New Zealand Tamils protest Queen dining with genocidal Rajapaksa
[TamilNet, Wednesday, 06 June 2012, 10:24 GMT] Braving biting winter and incessant rains, Eezham Tamils in New Zealand staged a demonstration on Tuesday in the capital Wellington and in the commercial capital Auckland, protesting the diamond jubilee celebrating Queen Elizabeth II dining with Mahinda Rajapaksa, the genocidal President of Sri Lanka. Synchronized with protests in London, the demonstration on the other side of the former British Empire where the Sun was never setting gained significance, as the Queen of England is also still the Head of State and Queen of New Zealand. Speaking at the demonstration, Queen’s Service Medallist in New Zealand, Mr. A Thevarajan pointed out how the colonial British administration, which for the first time introduced unitary state formation in Ceylon, ignored historical sovereignty of Tamils and denied even federalism due to its sluggishness.
When the media asked why the protest, Mr. Ashok of Tamil Youth Organization (TYO), leading the demonstration said that apart from being Eezham Tamils, as New Zealanders and members of the Commonwealth they were angered by the diamond jubilee event allowing a war criminal to sit and dine with the great and beloved Queen.
Drenched and dripping in the heavy rains the Tamil youth stood demonstrating for two hours near Potters Park, a major cross junction in Auckland on Tuesday evening when people were getting back home after work. Despite the rains the demonstration made many of them to pause for a while and encourage the protestors.
Speaking at the event when the rains ceased for a while, Mr.
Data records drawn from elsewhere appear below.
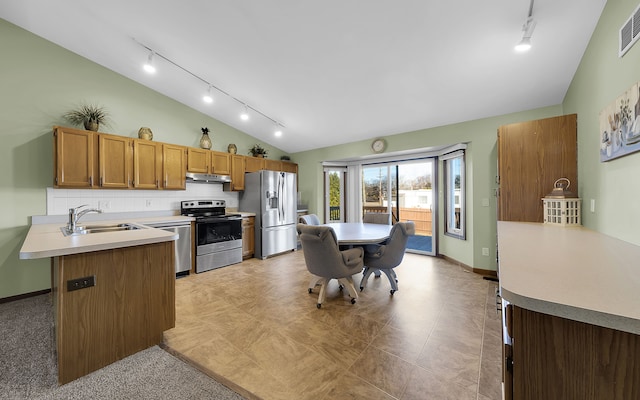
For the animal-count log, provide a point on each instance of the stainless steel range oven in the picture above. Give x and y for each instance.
(218, 234)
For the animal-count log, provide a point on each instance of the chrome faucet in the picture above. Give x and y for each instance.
(75, 215)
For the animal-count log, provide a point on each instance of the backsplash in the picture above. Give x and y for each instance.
(60, 200)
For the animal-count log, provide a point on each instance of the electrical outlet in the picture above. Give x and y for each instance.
(81, 283)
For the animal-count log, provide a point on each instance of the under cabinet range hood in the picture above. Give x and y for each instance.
(207, 178)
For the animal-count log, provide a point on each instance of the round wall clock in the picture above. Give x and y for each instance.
(378, 145)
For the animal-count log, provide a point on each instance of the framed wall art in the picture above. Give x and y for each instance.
(620, 126)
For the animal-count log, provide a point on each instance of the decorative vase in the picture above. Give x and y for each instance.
(91, 125)
(145, 133)
(205, 141)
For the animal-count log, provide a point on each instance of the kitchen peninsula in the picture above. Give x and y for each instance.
(113, 293)
(571, 313)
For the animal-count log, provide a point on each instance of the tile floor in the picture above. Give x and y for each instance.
(254, 327)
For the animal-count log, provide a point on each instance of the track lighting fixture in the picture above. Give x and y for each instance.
(244, 115)
(277, 132)
(207, 98)
(148, 66)
(527, 29)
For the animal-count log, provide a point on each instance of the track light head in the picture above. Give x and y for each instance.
(244, 115)
(149, 67)
(207, 98)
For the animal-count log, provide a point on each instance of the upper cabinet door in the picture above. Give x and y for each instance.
(73, 153)
(174, 167)
(221, 163)
(115, 161)
(198, 160)
(237, 172)
(253, 164)
(531, 157)
(147, 164)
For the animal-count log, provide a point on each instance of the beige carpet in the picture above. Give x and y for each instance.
(28, 367)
Thevarajan citing the first ever unitary arrangement for Ceylon that came through the Colbrooke-Cameron reform of 1833 unifying territories of the Eezham Tamils, Kandyan Sinhalese and coastal Sinhalese in the island, said the basic clause in the arrangement, i.e., one people not denying the right of the other, passed into all the subsequent colonial reforms as a Royal Instruction.
But included as Section 29 of the Soulbury constitution, the original concept became totally effect-less in practice and even the Privy Council could not do anything on the Sinhala Only Act. The moves initiated during the British rule for a federal set-up were shelved due to sluggishness of the British governors, Thevarajan said, pointing to the responsibility of the British and the international community.
In the current militarised situation in the island, in which the military is exclusively Sinhalese and orientated with a genocidal mind-set, even a federal solution would not work now. The international community and India should not continue the fundamental mistake of British colonialism. Sections of Eezham Tamil leadership should stop giving ideas to the international community or vice versa about experimenting with federal solution or about promoting ‘Sri Lankan Tamil’ identity, Eezham Tamil political activists in the island commented.